Condamné en Cour supérieure, Guy Lafleur a toutefois été blanchi par la Cour d'appel en 2010.

Dans son jugement, la Cour d'appel écrit que la Couronne n'a pas prouvé l'infraction reprochée et même que cette obligation pour Mark de dormir chez ses parents n'existait pas du tout.

Lundi matin, Me Jeansonne a dit avoir mis la main la semaine dernière sur la liste écrite des conditions où n'apparaît pas la contrainte de dormir chez ses parents. La Couronne avait en sa possession ce document, mais ne l'aurait pas transmis aux avocats de M. Lafleur, a-t-il allégué lundi matin en Cour.

M. Lafleur dit avoir vécu des années d'enfer lors de sa cause criminelle qui a été hautement médiatisée.

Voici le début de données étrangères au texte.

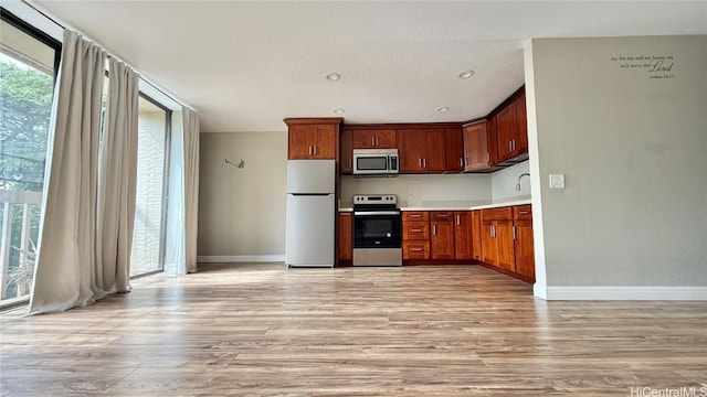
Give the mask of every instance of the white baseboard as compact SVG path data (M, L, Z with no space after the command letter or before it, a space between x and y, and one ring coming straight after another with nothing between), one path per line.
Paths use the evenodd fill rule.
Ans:
M198 256L197 262L201 264L233 264L233 262L284 262L284 255L222 255Z
M707 301L707 287L546 287L536 285L534 294L546 300Z

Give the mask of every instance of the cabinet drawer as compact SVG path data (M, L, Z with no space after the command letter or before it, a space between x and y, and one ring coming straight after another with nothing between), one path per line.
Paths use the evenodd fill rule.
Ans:
M402 221L429 221L430 216L426 211L403 211Z
M412 221L402 223L403 240L428 240L430 238L430 224L425 221Z
M482 210L484 221L513 221L513 207Z
M532 206L530 204L513 207L514 221L532 221Z
M452 222L454 221L454 213L451 211L433 211L430 213L430 221L432 222Z
M402 243L403 259L430 259L429 242L403 242Z

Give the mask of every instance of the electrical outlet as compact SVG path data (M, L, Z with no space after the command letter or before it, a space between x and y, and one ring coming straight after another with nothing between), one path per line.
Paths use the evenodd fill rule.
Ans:
M564 189L564 174L550 174L550 189Z

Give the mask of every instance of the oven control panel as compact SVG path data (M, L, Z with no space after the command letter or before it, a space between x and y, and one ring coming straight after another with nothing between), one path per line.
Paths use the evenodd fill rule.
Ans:
M377 204L398 204L398 196L394 194L356 194L354 195L354 205L377 205Z

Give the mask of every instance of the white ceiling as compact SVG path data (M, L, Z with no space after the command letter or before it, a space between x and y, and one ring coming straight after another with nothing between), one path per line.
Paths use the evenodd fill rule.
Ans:
M203 132L337 108L351 124L469 120L523 85L530 37L707 33L705 1L33 3L199 110Z

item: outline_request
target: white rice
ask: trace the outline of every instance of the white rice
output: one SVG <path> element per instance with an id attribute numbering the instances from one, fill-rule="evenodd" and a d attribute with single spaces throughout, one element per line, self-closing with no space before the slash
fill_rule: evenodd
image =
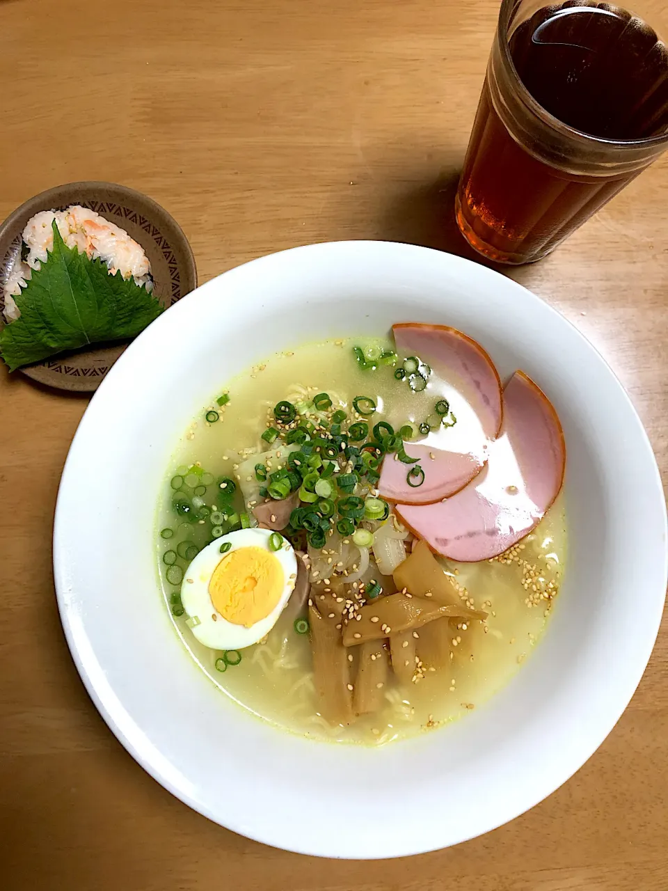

Il allègue entre autres que la police a bâclé son enquête et que la Couronne s'est acharnée sur lui.

Il poursuivait initialement pour plus de 3,5 millions $ mais a réduit sa réclamation d'environ un million de dollars lundi matin pour un total de 2,16 millions $, notamment pour dommages moraux et dommages punitifs.

L'ancien joueur vedette du Canadien sera le premier à donner sa version des faits lundi. L'ex-premier ministre Jean Charest doit aussi témoigner mais par une déclaration écrite déposée au dossier de la Cour. Le juge devra aussi décider s'il autorise le dépôt de documents du FBI.

Présent à la cour lundi, M. Lafleur n'a pas voulu parler aux journalistes.